Intentionally or not, removing a harmonized civil liability route through the revised CS3D places increased importance on OGMs. Under both the CS3D and the UNGPs, companies must establish or participate in OGMs to provide an effective remedy to victims of adverse human rights impacts (see, for example, the creation of an OGM in response to Germany’s Supply Chain Due Diligence Act). In this way, OGMs are intended as frontline tools for handling complaints without resorting to courts. When properly designed, they can offer prompt, culturally sensitive resolutions that include compensation, restitution, or corrective measures to prevent further harm. They also serve as critical risk identification and feedback systems for companies to identify and resolve systemic problems early, thus reducing both harm to affected communities and reputational risks for businesses.

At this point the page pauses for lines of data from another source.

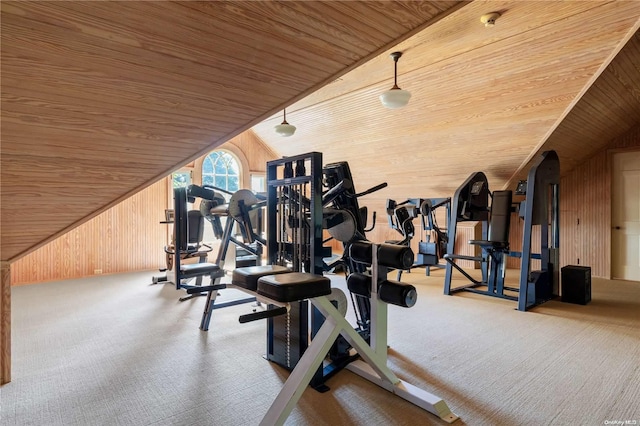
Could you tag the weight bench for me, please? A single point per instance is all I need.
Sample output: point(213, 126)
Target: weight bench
point(275, 285)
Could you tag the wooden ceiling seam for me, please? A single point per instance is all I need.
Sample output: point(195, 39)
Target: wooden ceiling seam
point(539, 146)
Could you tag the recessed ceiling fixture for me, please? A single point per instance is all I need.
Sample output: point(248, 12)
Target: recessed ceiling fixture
point(285, 129)
point(395, 97)
point(489, 20)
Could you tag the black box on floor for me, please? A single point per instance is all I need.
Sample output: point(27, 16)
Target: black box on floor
point(576, 284)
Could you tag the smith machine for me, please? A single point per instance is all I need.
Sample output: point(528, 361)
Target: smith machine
point(473, 201)
point(293, 281)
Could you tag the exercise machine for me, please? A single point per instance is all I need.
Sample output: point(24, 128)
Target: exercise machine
point(432, 246)
point(473, 201)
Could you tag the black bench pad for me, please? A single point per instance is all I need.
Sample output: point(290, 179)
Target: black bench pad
point(496, 245)
point(247, 277)
point(198, 269)
point(293, 286)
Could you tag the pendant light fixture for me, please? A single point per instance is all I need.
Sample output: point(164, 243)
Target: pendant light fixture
point(285, 129)
point(395, 97)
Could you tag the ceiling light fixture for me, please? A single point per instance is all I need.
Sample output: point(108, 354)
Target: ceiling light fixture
point(395, 97)
point(285, 129)
point(489, 20)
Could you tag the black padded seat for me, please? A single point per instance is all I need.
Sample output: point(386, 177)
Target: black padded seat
point(199, 269)
point(294, 286)
point(486, 244)
point(248, 276)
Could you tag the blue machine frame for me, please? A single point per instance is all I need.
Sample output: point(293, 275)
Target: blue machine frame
point(540, 207)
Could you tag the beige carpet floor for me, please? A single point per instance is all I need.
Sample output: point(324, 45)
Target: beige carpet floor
point(115, 350)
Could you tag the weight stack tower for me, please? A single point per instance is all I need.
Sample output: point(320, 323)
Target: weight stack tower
point(294, 233)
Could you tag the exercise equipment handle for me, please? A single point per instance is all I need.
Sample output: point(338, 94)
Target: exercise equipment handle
point(204, 289)
point(336, 191)
point(370, 190)
point(269, 313)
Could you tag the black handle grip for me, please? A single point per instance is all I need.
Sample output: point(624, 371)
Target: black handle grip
point(262, 315)
point(205, 288)
point(370, 190)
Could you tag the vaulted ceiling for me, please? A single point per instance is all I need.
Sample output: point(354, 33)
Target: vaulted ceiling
point(483, 99)
point(101, 99)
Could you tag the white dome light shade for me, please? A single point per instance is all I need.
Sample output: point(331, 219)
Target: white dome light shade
point(395, 98)
point(285, 129)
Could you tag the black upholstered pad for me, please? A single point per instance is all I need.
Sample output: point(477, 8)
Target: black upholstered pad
point(199, 269)
point(247, 277)
point(293, 286)
point(495, 245)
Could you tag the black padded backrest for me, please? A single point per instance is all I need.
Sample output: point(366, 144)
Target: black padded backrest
point(180, 220)
point(195, 226)
point(404, 221)
point(500, 220)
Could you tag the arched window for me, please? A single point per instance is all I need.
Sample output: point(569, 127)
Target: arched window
point(221, 169)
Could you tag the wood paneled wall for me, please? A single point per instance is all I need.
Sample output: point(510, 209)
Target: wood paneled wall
point(585, 212)
point(586, 205)
point(127, 237)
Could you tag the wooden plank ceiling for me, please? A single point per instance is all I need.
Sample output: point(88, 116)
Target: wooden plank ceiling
point(101, 99)
point(483, 99)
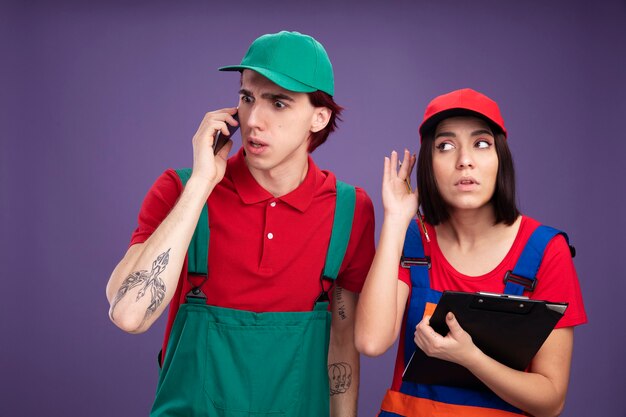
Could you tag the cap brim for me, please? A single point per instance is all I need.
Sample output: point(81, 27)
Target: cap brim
point(277, 78)
point(434, 120)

However, OGMs work best when they complement, rather than replace, the threat of formal litigation. Without a legal backstop, some businesses may introduce token grievance processes that fail to deliver meaningful redress, particularly in severe or cross-border cases. The right to an effective remedy, which encompasses restitution, compensation, rehabilitation, and guarantees of non-recurrence, demands robust judicial and non-judicial pathways. The effectiveness of OGMs hinges on genuine corporate will, sufficient resources, and robust oversight. Where companies have little fear of court enforcement, they may opt for lower-cost, “tick-the-box” compliance instead.

A fork in the road

As EU Member States debate the future of due diligence and remedy via the Omnibus proposal, they face a choice. On the one hand, rolling back civil liability could reduce burdens on businesses. On the other hand, it risks abandoning communities and workers who rely on legal remedies when non-judicial channels fall short. While OGMs can offer a measure of relief, their success depends on credible judicial accountability.

Ultimately, the CS3D’s ability to reshape corporate behavior hinges on the interplay of incentives and deterrents. If Europe truly wants to be a leader in responsible business conduct, it should preserve—not remove—its harmonized civil liability core. A consistent liability framework rewards companies that prioritize ethics and sustainability, levels the playing field for all businesses, and provides a reliable path to justice for victims, particularly those who are not in Europe. Indeed, ensuring a genuine right to remedy requires multiple layers of protection: accessible grievance mechanisms, supportive administrative oversight, and, crucially, a harmonized civil liability standard that keeps the “ecosystem of remedy” in balance.